Day 850: Death in Heaven
Dear diary,
Ooft. As finales go, this one really does try to shoot for the stars, doesn’t it? It’s been a while since I’ve said just how much the scale of this programme has developed in the decade since it returned to screens in Rose, and that’s especially noticeable in this story. Visually, the series looks a million miles away, but also… can you imagine the kind of UNIT set up we’ve got here when you look at them in Aliens of London? Heck, even compared to Series Four and the first big return of the Taskforce en masse, this is a whole extra leap forwards. Put simply, all the UNIT scenes of this episode are shot like a proper movie, and they’re all the better for it.
It’s also rather lovely to finally have our own little 21st century version of the UNIT ‘family’ back in action!

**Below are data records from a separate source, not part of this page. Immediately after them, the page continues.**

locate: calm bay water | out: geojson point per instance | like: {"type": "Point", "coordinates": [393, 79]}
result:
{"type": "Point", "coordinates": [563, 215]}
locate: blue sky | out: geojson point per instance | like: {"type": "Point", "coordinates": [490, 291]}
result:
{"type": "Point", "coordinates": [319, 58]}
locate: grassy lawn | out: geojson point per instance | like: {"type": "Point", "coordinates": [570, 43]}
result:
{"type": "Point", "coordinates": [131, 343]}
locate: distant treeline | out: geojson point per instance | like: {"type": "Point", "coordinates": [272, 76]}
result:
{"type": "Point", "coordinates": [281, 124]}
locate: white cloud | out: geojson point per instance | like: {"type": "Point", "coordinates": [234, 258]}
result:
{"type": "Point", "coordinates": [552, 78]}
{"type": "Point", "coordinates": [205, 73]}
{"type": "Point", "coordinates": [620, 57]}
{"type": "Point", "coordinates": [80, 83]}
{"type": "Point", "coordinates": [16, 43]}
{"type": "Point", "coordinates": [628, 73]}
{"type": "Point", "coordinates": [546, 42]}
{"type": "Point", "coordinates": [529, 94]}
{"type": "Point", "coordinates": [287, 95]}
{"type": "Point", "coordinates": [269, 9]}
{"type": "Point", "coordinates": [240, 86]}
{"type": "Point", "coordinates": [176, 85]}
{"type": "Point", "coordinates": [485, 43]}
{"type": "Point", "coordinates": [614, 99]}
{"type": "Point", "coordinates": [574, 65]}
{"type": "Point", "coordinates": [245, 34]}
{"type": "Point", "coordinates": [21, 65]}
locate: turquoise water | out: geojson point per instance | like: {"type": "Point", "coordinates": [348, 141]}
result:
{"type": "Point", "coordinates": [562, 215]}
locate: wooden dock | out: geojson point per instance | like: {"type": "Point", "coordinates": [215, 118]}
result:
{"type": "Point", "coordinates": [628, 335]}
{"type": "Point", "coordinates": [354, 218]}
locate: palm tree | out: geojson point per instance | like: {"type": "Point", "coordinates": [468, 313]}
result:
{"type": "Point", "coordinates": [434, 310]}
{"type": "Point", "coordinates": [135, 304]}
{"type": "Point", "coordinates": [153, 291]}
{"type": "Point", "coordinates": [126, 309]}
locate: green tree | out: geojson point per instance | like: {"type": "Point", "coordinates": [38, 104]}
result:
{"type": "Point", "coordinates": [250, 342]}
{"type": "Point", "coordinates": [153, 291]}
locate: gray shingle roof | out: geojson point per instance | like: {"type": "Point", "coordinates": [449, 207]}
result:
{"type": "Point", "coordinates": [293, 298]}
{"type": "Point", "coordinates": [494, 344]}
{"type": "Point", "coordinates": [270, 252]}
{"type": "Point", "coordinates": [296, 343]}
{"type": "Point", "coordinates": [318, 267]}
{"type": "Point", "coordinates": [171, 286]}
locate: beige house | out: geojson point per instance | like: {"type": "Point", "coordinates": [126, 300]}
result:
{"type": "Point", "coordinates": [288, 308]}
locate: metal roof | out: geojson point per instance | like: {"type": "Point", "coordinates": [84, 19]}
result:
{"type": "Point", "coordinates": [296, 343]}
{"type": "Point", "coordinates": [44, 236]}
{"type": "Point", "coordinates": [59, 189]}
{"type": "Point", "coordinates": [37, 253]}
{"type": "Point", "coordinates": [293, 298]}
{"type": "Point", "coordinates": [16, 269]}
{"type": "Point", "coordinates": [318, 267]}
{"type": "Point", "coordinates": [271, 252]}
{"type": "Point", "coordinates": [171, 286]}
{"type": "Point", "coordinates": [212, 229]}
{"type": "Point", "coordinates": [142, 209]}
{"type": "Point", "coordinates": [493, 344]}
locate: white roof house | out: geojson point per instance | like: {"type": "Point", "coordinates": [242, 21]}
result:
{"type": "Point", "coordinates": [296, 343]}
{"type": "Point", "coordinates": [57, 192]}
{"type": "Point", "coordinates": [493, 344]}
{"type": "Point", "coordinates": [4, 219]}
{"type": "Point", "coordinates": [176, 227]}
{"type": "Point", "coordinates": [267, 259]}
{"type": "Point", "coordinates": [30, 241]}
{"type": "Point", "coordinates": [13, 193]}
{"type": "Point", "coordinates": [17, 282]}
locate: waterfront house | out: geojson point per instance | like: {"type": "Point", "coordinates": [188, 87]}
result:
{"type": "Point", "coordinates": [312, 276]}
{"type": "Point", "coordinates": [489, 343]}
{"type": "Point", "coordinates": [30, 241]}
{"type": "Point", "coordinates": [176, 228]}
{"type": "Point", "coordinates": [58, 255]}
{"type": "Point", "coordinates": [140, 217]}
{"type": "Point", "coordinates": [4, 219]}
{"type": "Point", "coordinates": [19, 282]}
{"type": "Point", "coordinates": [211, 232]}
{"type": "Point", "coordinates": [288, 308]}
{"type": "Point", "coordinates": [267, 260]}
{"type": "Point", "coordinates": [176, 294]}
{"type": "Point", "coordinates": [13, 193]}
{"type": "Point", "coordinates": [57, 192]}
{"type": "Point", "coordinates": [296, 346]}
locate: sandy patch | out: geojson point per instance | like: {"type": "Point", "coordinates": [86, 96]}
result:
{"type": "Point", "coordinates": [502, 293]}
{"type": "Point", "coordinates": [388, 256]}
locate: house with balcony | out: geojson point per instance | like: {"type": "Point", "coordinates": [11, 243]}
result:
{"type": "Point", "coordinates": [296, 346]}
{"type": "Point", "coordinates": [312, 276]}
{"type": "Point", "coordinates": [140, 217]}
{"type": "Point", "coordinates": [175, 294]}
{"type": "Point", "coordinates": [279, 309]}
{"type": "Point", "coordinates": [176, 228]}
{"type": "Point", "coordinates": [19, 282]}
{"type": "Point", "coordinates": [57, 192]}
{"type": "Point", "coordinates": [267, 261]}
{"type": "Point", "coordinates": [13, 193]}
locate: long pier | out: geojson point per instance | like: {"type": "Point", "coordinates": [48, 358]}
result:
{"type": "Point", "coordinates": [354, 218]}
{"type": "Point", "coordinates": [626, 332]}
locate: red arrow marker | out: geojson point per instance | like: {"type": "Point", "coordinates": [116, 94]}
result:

The first time I discovered that Kate and Osgood would be making a return to the programme for Series Eight was on a trip in to town to do a bit of shopping, when I found the street blocked off because UNIT were confronting an invasion of Cybermen. It really is a hazard of living in Cardiff. Oh, but it’s so brilliant to have this little team that can make return appearances (and it’s even greater that we’re getting a Kate-led UNIT spin off on audio later this year). All of this makes it all the more poignant when they go and kill Osgood! Of all the people! Steven Moffat is right when he says that if you want to show just how evil Missy can be then you have to kill Osgood, because she’s the only target that will wrench at your heart that much. I watched this episode for the first time at the premiere in Cardiff, and the whole room at that moment erupted in a mixture of gasps and cries of ‘no!’. In the question and answer session afterwards, someone asked if Osgood was really dead and it was revealed that yes, she is. But then, there’s still a Zygon version running around possibly, so I live in hope! When only moments later Kate gets whipped out of the aeroplane in mid-flight, it really does do the trick of keeping you glued to the screen - it’s Doctor Who at its most exciting (though I can’t tell you how relieved I am that she’s alive).
Those UNIT parts of the episode are the ones that really work the most for me, though, because I’m simply not as invested in everything else. The emotion is all there, and I can certainly connect to the scenes in the graveyard between Clara and Danny (and they are good), but they simply don’t appeal to me in the same way that the rest of the story does. I might be but a simple mind, but I’d have been keen for some more all-out Cyberman battles. There’s my Camfield-esque attack force on the streets of London?! As the cap to Peter Capaldi’s first season as the Doctor, though? I like it. We started the season with old friends learning to accept who this new Doctor is, and we end the run with old friends who don’t even bat an eyelid at it. This man is the Doctor now, and long may he continue to be so.